Cyprus Tries to Safeguard International Investment?

March 20, 2013 Taxation in Cyprus

Cyprus BailoutNICOSIA – The proposal to enact a tax on bank deposits in Cyprus will inevitably hurt the citizens of the country, but the main impact will be felt amongst the international entrepreneurs mainly from Russia and the Ukraine.

The decision of the parliament of Cyprus on March 19th to reject a proposal to enact a once-off levy on deposits held in local banks and financial institutions has sparked a fresh round of heated discussions and speculations, which initially came to the attention of international tax experts late last week.

Currently the major support for the proposed plan comes from the European Commission, International Monetary Fund, and the European Central Bank, who collectively claim that enacting the tax is the best option for Cyprus given the country’s current fiscal and economic position, and they suggest that rejecting the tax would jeopardize the country’s bailout loan agreements, and would ultimately lead to damaging economic repercussions.

However, opponents of the tax are contesting that the measure is ultimately unfair, and would hurt everyday individuals who hold their money in the bank.

So far, some of the loudest international opposition to the proposition has come from Russia, where even the president Vladimir Putin has come forward to call the proposed levy unfair, unprofessional and dangerous.

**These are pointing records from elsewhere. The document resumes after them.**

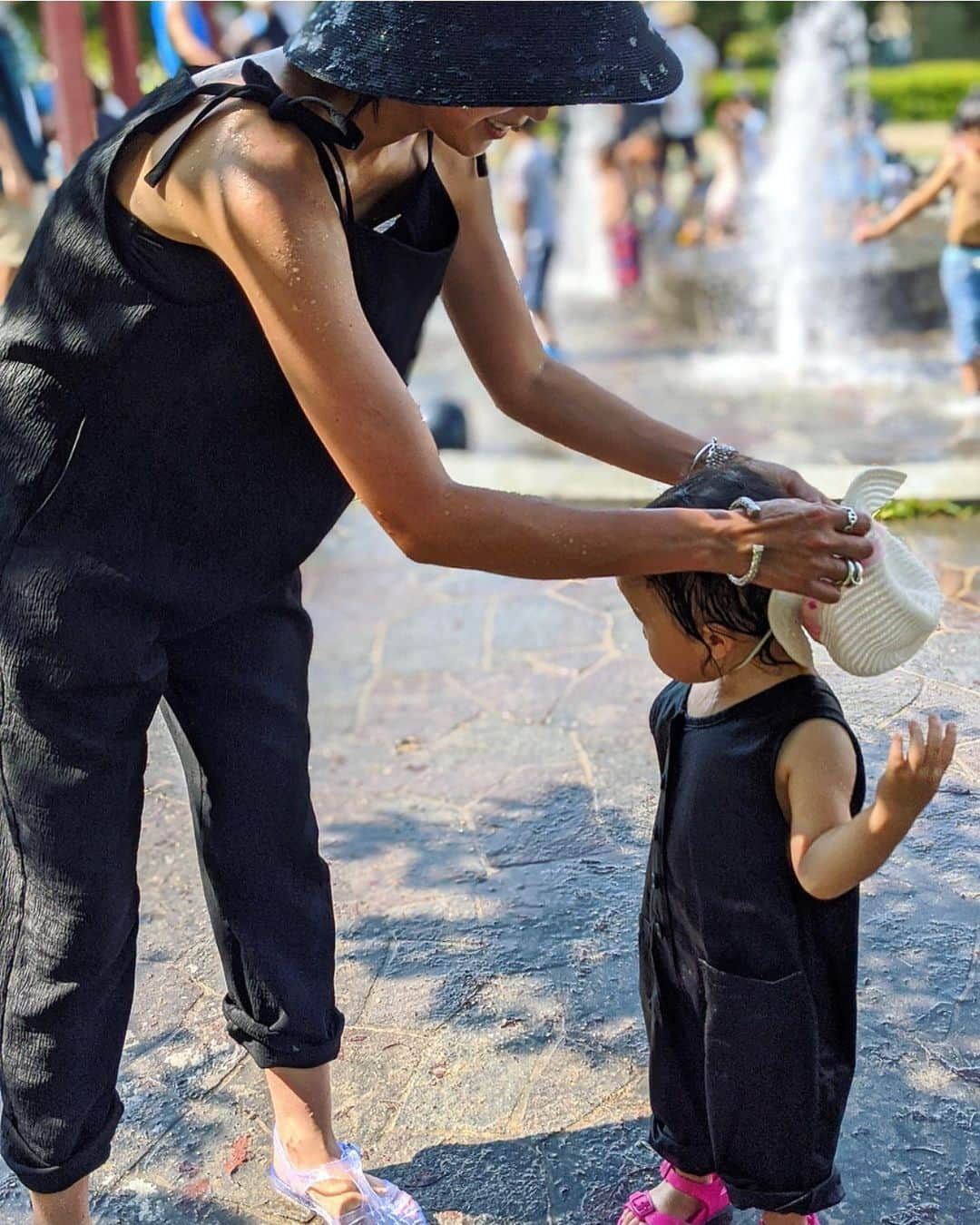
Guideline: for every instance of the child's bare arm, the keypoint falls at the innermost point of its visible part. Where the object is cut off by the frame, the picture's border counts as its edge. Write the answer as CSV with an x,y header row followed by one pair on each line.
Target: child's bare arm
x,y
913,203
829,851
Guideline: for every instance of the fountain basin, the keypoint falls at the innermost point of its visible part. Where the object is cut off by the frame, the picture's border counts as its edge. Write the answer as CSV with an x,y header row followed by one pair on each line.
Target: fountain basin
x,y
710,291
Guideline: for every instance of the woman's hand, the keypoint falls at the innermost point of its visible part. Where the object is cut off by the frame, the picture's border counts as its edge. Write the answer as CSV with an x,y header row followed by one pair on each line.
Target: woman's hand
x,y
805,546
787,479
867,231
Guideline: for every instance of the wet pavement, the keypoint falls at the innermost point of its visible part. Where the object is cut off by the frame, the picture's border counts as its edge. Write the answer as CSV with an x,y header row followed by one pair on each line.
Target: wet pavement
x,y
485,783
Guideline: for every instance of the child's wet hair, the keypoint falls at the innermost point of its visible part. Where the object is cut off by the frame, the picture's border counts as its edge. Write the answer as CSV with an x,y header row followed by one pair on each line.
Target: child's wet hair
x,y
697,599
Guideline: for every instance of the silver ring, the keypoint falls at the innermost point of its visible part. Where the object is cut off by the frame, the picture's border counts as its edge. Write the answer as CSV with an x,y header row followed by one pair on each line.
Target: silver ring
x,y
855,574
749,506
851,518
753,565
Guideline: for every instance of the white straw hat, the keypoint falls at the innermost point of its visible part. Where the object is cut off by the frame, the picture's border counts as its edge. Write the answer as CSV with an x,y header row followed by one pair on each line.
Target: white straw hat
x,y
884,622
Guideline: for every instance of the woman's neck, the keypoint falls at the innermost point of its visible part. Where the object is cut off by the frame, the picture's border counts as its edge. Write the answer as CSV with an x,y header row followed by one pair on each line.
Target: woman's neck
x,y
381,128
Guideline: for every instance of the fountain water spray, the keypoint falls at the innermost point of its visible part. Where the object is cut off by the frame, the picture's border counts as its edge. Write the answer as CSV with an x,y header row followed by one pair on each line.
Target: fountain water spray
x,y
806,270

The position voiced by Vladimir Putin is fueled by the fact that according to official statistics nearly 37 percent of all foreign direct investment into the economy Cyprus comes from Russia and the amount of direct investment into Russia from Cyprus, the smallest economy in the EU, amounted to nearly USD 130 billion in 2011, thoroughly overwhelming investments coming from Germany, US, UK and other developed nations.

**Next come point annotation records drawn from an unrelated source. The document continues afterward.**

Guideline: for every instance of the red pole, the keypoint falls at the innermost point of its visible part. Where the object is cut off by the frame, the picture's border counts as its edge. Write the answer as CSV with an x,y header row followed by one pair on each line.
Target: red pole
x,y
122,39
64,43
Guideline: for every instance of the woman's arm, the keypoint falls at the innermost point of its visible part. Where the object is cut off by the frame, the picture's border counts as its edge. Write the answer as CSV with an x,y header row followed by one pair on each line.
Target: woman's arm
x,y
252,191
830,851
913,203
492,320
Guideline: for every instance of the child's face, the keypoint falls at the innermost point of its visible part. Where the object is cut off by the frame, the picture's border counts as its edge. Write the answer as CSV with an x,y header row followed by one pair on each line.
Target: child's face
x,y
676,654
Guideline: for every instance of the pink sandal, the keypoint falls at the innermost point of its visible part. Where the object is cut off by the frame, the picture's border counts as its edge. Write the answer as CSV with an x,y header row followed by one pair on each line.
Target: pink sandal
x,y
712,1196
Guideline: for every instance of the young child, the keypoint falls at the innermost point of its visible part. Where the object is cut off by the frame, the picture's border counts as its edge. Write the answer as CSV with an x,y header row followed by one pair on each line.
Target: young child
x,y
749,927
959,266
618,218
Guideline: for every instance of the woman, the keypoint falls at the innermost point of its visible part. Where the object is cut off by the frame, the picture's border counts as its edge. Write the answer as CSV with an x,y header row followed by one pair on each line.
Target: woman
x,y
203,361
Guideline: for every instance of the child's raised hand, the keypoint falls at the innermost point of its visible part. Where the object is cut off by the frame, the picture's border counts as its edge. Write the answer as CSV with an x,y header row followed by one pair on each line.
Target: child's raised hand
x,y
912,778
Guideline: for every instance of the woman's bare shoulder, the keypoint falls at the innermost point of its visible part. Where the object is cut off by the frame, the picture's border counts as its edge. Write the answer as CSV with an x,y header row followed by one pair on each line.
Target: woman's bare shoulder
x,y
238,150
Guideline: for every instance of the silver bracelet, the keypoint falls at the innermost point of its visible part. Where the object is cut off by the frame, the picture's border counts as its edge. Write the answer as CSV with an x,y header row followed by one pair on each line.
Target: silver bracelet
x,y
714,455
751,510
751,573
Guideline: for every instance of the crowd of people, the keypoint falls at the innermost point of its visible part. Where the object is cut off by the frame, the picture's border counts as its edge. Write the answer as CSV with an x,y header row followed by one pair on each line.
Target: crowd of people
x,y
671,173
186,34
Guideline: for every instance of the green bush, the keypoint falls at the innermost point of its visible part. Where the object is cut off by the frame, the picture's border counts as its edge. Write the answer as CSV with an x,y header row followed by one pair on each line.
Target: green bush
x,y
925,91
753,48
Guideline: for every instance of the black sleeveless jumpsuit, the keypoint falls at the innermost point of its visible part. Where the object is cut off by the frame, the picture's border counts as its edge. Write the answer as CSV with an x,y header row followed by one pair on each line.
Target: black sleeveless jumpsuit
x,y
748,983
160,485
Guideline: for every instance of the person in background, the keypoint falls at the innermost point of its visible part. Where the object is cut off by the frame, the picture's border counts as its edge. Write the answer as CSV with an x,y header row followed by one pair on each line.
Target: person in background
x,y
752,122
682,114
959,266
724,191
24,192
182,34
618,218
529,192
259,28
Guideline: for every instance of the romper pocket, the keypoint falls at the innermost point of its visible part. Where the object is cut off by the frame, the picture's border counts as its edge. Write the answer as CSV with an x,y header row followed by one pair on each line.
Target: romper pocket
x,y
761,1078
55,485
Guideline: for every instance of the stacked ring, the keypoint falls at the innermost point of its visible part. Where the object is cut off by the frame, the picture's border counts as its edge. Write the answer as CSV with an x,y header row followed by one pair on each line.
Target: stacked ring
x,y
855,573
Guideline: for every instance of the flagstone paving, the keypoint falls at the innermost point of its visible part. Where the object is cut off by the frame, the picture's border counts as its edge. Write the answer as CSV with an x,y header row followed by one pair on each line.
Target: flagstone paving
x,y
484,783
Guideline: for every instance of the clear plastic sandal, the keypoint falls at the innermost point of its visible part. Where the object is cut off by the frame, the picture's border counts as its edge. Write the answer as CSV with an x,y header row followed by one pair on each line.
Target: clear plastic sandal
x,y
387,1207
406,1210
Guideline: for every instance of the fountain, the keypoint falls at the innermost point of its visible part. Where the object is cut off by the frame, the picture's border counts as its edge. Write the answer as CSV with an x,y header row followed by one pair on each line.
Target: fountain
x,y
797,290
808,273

Ukraine investors have also found themselves to be in the same boat as Russian businessmen, as more than 90 percent of all foreign investment into Ukraine comes from Cyprus, and in 2011 alone about USD 10 billion worth of direct investment into Cyprus came from the Ukraine.

Comparatively foreign direct invest into Cyprus from the USA in 2009 was only 1.7 percent of all inward flows for the year.

According to reports leaked from the German intelligence agency Bundesnachrichtendienst (BDA) leaked late last year, any bailout provided by the international society to Cyprus will mainly benefit Russian businessmen who in 2011 alone invested more than USD 26 billion into Cyprus, an amount which is greater than the entirety of the country’s GDP, and the overall annual cash flows between Cyprus and Russia is expected to be nearly USD 80 billion.

According to reports in international media, the Russian gas-giant Gazprom has already offered its own economic bailout package to Cyprus which could help Cyprus to stay afloat.

The parliament of Cyprus is now tasked with coming to an agreement on an amended version of the rejected levy, or, alternatively, finding new means of raising an equivalent amount of tax revenues in a short time.

The EUR 10 billion bailout levy was first proposed last week by the European Commission, International Monetary Fund, and the European Central Bank.